[英]Can't find element Beautifulsoup web-scraping londonstockexchange
[英]Can't figure how to web-scraping using beautifulsoup
我正在嘗試從某些網頁上抓取以下信息。 這是完整的代碼:
<tr class="owner">
<td id="P184" class="ownerP" colspan="4">
<ul>
<li><span class="detailType">name:</span><span class="detail">merry/span></li>
<li><a title="sendmessage" class="sendMessageLink" onclick="return openSendMessage('/sendMessage.php',20205" href="" tabindex="0"><span></span>sendmessage</a> <span class="remark_soft">(by pm system)</span></li>
<li><span class="detailType">phone 1</span><a class="detail" href="tel:0387362531">0387362531</a></li>
<li><span class="detailType"></span></li>
</ul>
</td>
</tr>
我只想獲取此信息(電話號碼):
<a class="detail" href="tel:0387362531">0387362531</a>
這是我的代碼,但是不起作用:
for details in soup.find_all(attrs= {"class": "detail"}):
re_res = re.search(r"tel:\('.*?',(\d+)\)", details['href'])
print(re_res)
您非常接近,在這里您可以:
import re
from bs4 import BeautifulSoup
html_doc = """
<tr class="owner"><td id="P184" class="ownerP" colspan="4"><ul>
<li><span class="detailType">name:</span><span class="detail">merry/span></li>
<li><a title="sendmessage" class="sendMessageLink" onclick="return openSendMessage('/sendMessage.php',20205" href="" tabindex="0"><span></span>sendmessage</a> <span class="remark_soft">(by pm system)</span></li><li><span class="detailType">phone 1</span><a class="detail" href="tel:0387362531">0387362531</a></li><li><span class="detailType"></span></li>
</ul></td></tr>
"""
soup = BeautifulSoup(html_doc, 'html.parser')

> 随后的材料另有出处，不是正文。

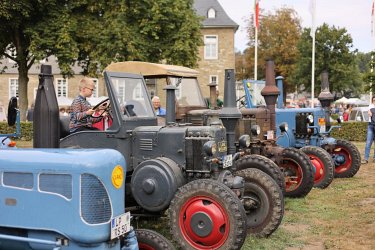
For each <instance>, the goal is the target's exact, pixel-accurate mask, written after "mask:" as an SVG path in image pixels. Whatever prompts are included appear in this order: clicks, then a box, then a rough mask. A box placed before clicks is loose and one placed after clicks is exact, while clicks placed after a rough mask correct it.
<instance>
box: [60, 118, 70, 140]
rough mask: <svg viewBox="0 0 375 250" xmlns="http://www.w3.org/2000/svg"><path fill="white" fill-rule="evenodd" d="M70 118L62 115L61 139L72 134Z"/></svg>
mask: <svg viewBox="0 0 375 250" xmlns="http://www.w3.org/2000/svg"><path fill="white" fill-rule="evenodd" d="M69 123H70V117H69V116H62V115H60V139H61V138H64V137H66V136H68V135H69V134H70V130H69Z"/></svg>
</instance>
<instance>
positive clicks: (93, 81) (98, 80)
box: [91, 78, 99, 97]
mask: <svg viewBox="0 0 375 250" xmlns="http://www.w3.org/2000/svg"><path fill="white" fill-rule="evenodd" d="M92 81H93V82H94V86H95V90H94V91H93V92H92V96H91V97H99V79H97V78H93V79H92Z"/></svg>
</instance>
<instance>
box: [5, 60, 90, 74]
mask: <svg viewBox="0 0 375 250" xmlns="http://www.w3.org/2000/svg"><path fill="white" fill-rule="evenodd" d="M42 64H47V65H51V66H52V75H61V71H60V68H59V65H58V63H57V60H56V57H55V56H50V57H48V59H47V60H44V61H36V62H35V63H34V64H33V65H32V66H31V68H30V70H29V72H28V74H29V75H38V74H40V67H41V65H42ZM4 66H5V67H6V68H5V70H4V72H3V73H6V74H15V75H18V67H16V66H17V64H16V63H15V62H12V61H9V59H8V58H3V59H0V71H1V70H2V69H3V68H4ZM72 70H73V72H74V74H80V73H81V72H82V71H83V69H82V68H81V67H79V66H78V65H77V64H75V65H74V66H73V67H72Z"/></svg>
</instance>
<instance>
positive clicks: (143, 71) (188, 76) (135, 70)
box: [104, 61, 199, 78]
mask: <svg viewBox="0 0 375 250" xmlns="http://www.w3.org/2000/svg"><path fill="white" fill-rule="evenodd" d="M104 70H105V71H109V72H126V73H133V74H141V75H143V76H144V77H147V78H153V77H155V78H159V77H161V76H177V77H186V78H196V77H197V76H198V74H199V73H198V71H196V70H194V69H190V68H187V67H183V66H177V65H169V64H159V63H149V62H139V61H127V62H117V63H111V64H110V65H108V66H107V67H106V68H105V69H104Z"/></svg>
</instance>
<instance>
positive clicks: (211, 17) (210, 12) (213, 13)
mask: <svg viewBox="0 0 375 250" xmlns="http://www.w3.org/2000/svg"><path fill="white" fill-rule="evenodd" d="M207 17H208V18H215V17H216V11H215V10H214V9H213V8H211V9H209V10H208V12H207Z"/></svg>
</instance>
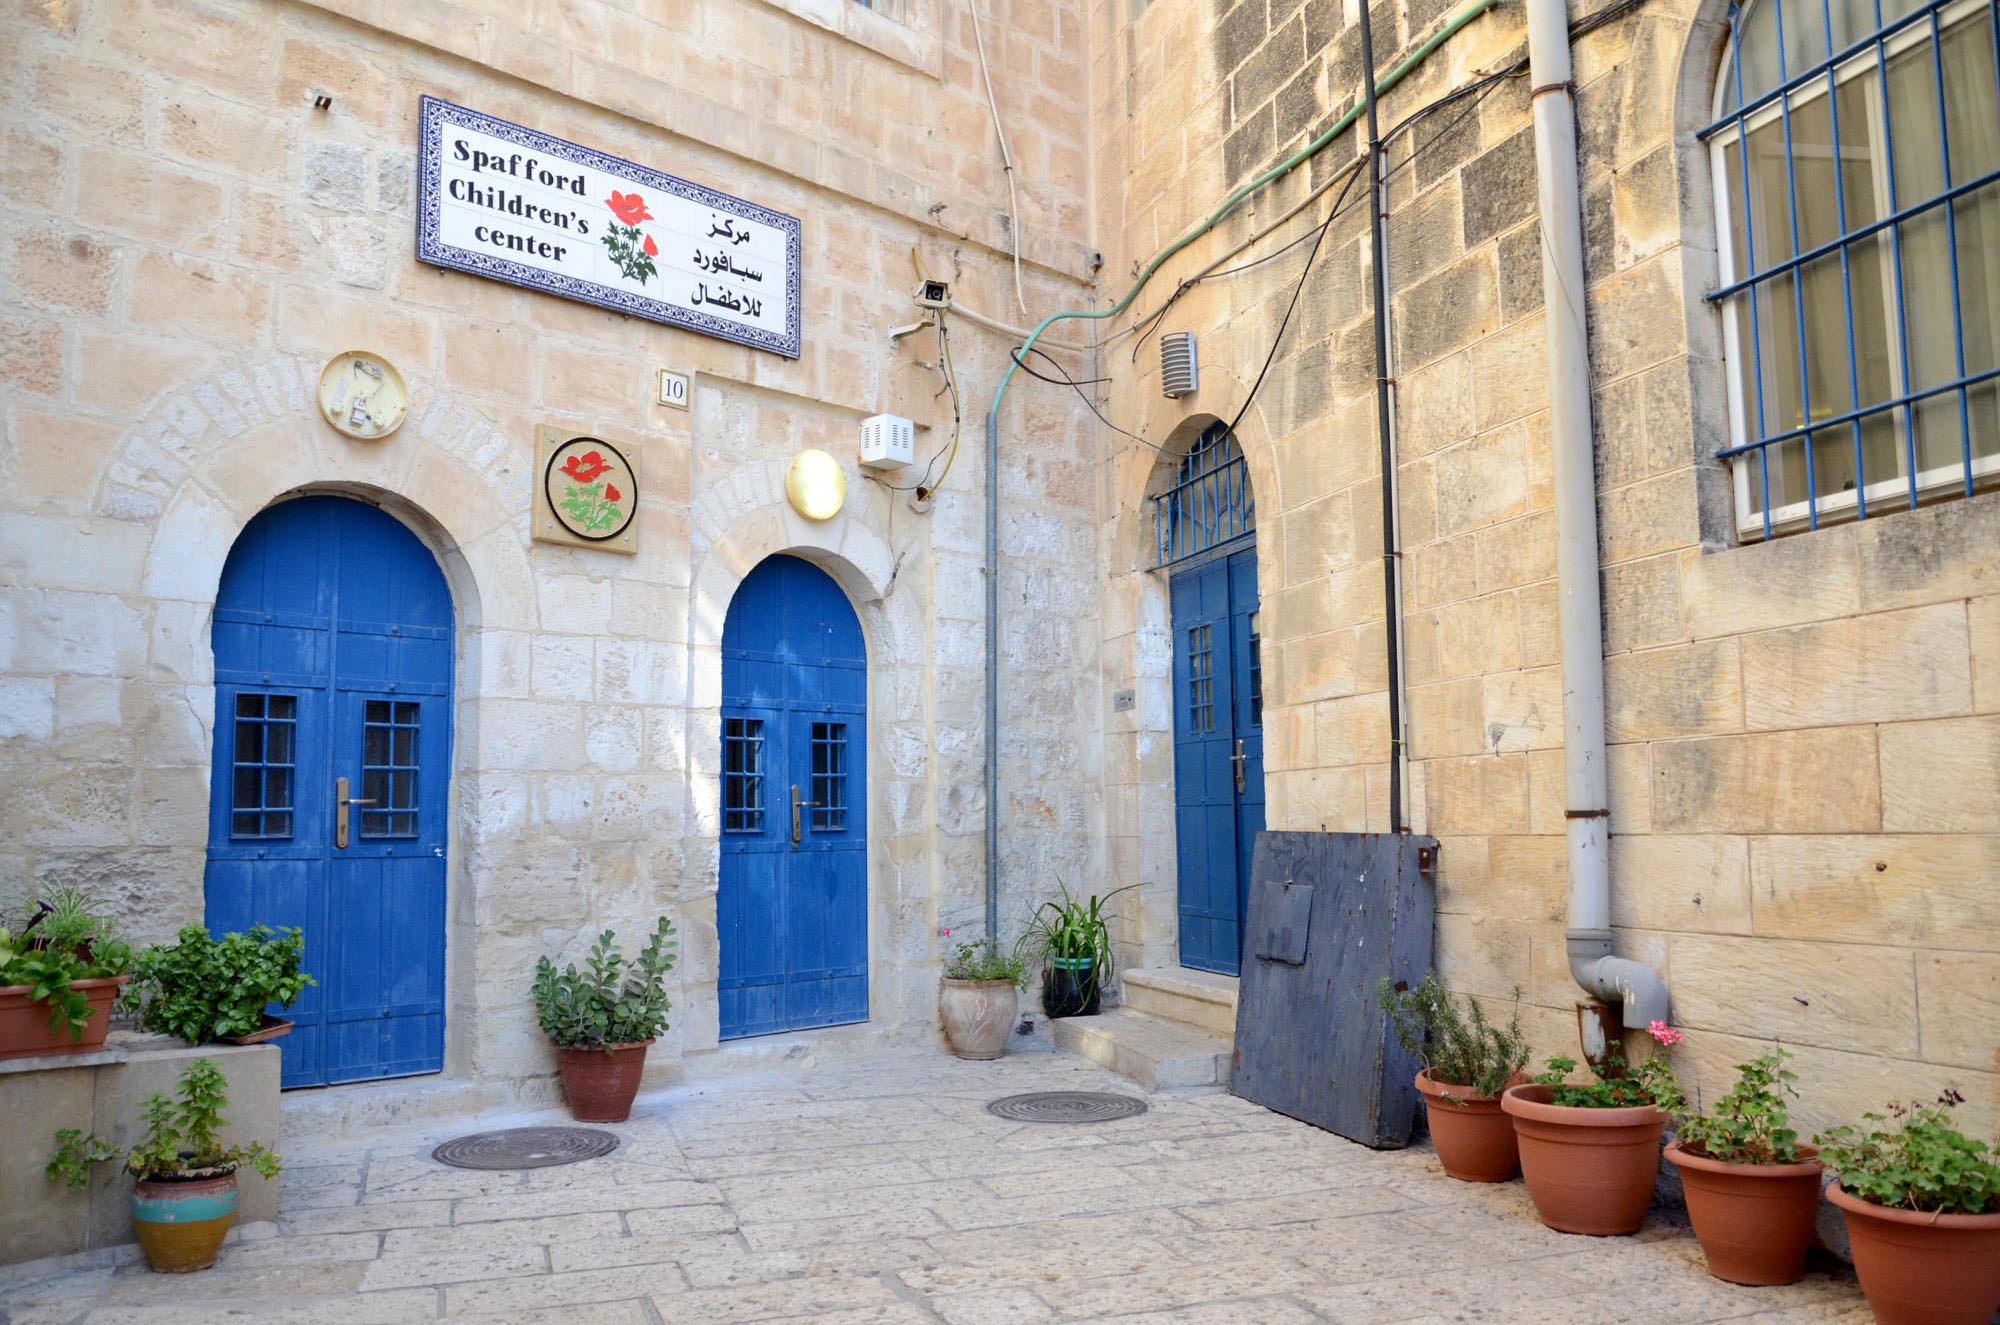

for details in soup.find_all(attrs= {"class": "detail"}):
if "href" in details.attrs and re.search("^tel:", details.attrs["href"]):
print(details.text)
輸出:
0387362531
我只是在瀏覽您創建的詳細信息列表,如果我發現有一個具有href
且href
以tel:
開頭的列表,然后打印出該值。
您應該將soup.find_all(attrs= {"class": "detail"})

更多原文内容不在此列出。